D’altronde la medesima parte ricorrente ammette che – in punto di diritto, l’art. 3 del T.U.E. comprende nella categoria delle nuove costruzioni le opere idonee a determinare una trasformazione urbanistica ed edilizia del territorio e perché la nuova costruzione assuma rilevanza sotto il profilo giuridico è necessario, peraltro, che raggiunga la soglia della rilevanza edilizia o urbanistica, al di sotto della quale si collocano le opere che non producono un’apprezzabile modificazione dello stato dei luoghi ed il citato art. 3, nella formulazione definitiva, ha espressamente ricondotto al genus delle nuove costruzioni una serie di interventi di difficile qualificazione, fra cui, l’installazione di manufatti leggeri, anche prefabbricati e di strutture di qualsiasi genere (…….) che siano utilizzate come (…….) magazzini e simili in quanto diretti univocamente a soddisfare esigenze durature nel tempo, interventi pertinenziali qualificati come “nuove costruzioni” dalle norme tecniche degli strumenti urbanistici (………)”;

Nel caso di specie, le rilevanti dimensioni della struttura in elevazione realizzata (“occupante una superficie di mq. 125 ca. ed una volumetria di mc. 400 ca.”) e il suo stabile ancoraggio al “piano terra preesistente” a mezzo di “pilastrini in ferro poggianti su di un muretto in calcestruzzo” conducono senz’altro ad escludere che essa possa ritenersi sottratti al regime del permesso di costruire, per rientrare fra gli interventi assoggettati a denuncia di inizio attività.

E’ altresì da escludere che, per come descritte nel provvedimento impugnato, le opere possono assolvere ad una finalità di semplice decoro o arredo o di riparo e protezione dagli agenti ovvero ancora di “stenditoio”, sì da potersi qualificare “pertinenze urbanistiche”. Tale nozione è molto più ristretta di quella dettata da diritto civile.
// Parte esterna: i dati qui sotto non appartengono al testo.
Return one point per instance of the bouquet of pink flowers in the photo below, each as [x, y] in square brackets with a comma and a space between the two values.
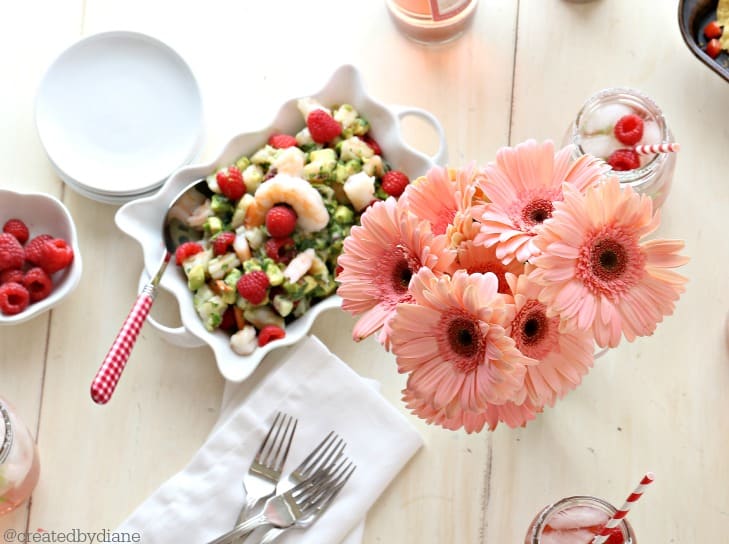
[493, 286]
In particolare, non potendo considerarsi pertinenze quelle opere che sono coessenziali al bene principale, e che, per loro natura, hanno un’autonoma rilevanza funzionale ed economica, con la conseguenza che: << La qualifica di pertinenza è applicabile solo ad opere di modesta entità, accessorie rispetto ad un’opera principale, ma non anche ad opere che, dal punto di vista delle dimensioni e della funzione, si connotino per una propria autonomia rispetto all’opera c.d. principale e non siano coessenziali alla stessa, tale cioè che non ne risulta possibile alcuna diversa utilizzazione economica. Pertanto, una tettoia che occupi una superficie di dimensioni indubbiamente rilevanti indubbiamente non può ritenersi pertinenza urbanistica in quanto possiede una propria individualità fisica e determina un’alterazione significativa dell’assetto del territorio >> (T.A.R. Campania, sez. VII, 27.11.2017, n. 5564).

A ciò va soggiunto che il nesso pertinenziale ha natura oggettiva, per modo che l’elemento soggettivo costituito dall’intenzione del soggetto cui appartengono entrambe le cose di creare fra le stesse un vincolo di destinazione dell’una a servizio dell’altra è necessario, ma non sufficiente se poi tra le due cose difetti un nesso oggettivo di strumentalità necessaria.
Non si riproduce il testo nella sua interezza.